= Dorit Bar-On =

American philosopher (born 1955)

Dorit Bar-On (דורית בר-און; born 1955) is a Professor of Philosophy at the University of Connecticut and Director of the Expression, Communication, and the Origins of Meaning (ECOM) Research Group. Her research focuses on philosophy of language, philosophy of mind, epistemology, and metaethics. She previously held positions at the University of Rochester and UNC-Chapel Hill, where she was the Zachary Smith Distinguished Term Professor of Research and Undergraduate Education from 2014 to 2015.

== Education and career ==
Bar-On earned a BA at Tel Aviv University in Philosophy and Linguistics before earning her MA and PhD in Philosophy at UCLA. Her dissertation, Indeterminacy of Translation: Theory and Practice, was written under the supervision of Tyler Burge, Rogers Albritton, Keith Donnellan, David Kaplan, and David Pears. Bar-On has also written Hebrew translations of poetry, fiction, and philosophy, including three anthologies in modern philosophy, writings by Iris Murdoch, Kurt Vonnegut, Dos Passos, Dorothy Richardson, E. E. Cummings, Robert Louis Stevenson, Walter Scott, and, in collaboration with Marcia Falk, a collection of poems by Zelda Schneerson Mishkovsky and The Book of Blessings.

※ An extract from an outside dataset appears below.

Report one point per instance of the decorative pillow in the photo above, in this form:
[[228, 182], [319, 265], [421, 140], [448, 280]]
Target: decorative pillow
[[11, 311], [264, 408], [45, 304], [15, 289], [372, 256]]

Her other professional experience includes being a radio producer, editor and broadcaster for the Israel IDF radio station, a television writer and host in Israel, and a Hebrew television newscaster and interviewer for Channel 18 in Los Angeles. Bar-On also formerly served as the President of MYCO@UNC, a youth chamber organization, from 2009 to 2012.

== Research ==
In Speaking My Mind: Expression and Self-Knowledge, published by Oxford University Press, Bar-On investigates the problem of self-knowledge in relation to questions of expression and expressive behavior. She draws on historical figures including Wittgenstein and Darwin to develop a neo-expressivist view of first-personal expressive utterances which explains how these utterances differ epistemically from non-expressive utterances while sharing the same semantic structure. Speaking My Mind was described by Joseph Owens of the University of Minnesota as "a rich book; rich in topics, in argumentation, and in philosophical imagination and insight." In subsequent work, Bar-On has applied this neo-expressivist framework to additional problems in the philosophy of language, metaethics, and epistemology. More recently, Bar-On has sought to illuminate the nature of human communication by situating it in relation to animal expressive communication more broadly, and thereby to show how human linguistic meaning can be understood consistently with a naturalistic theory of the world.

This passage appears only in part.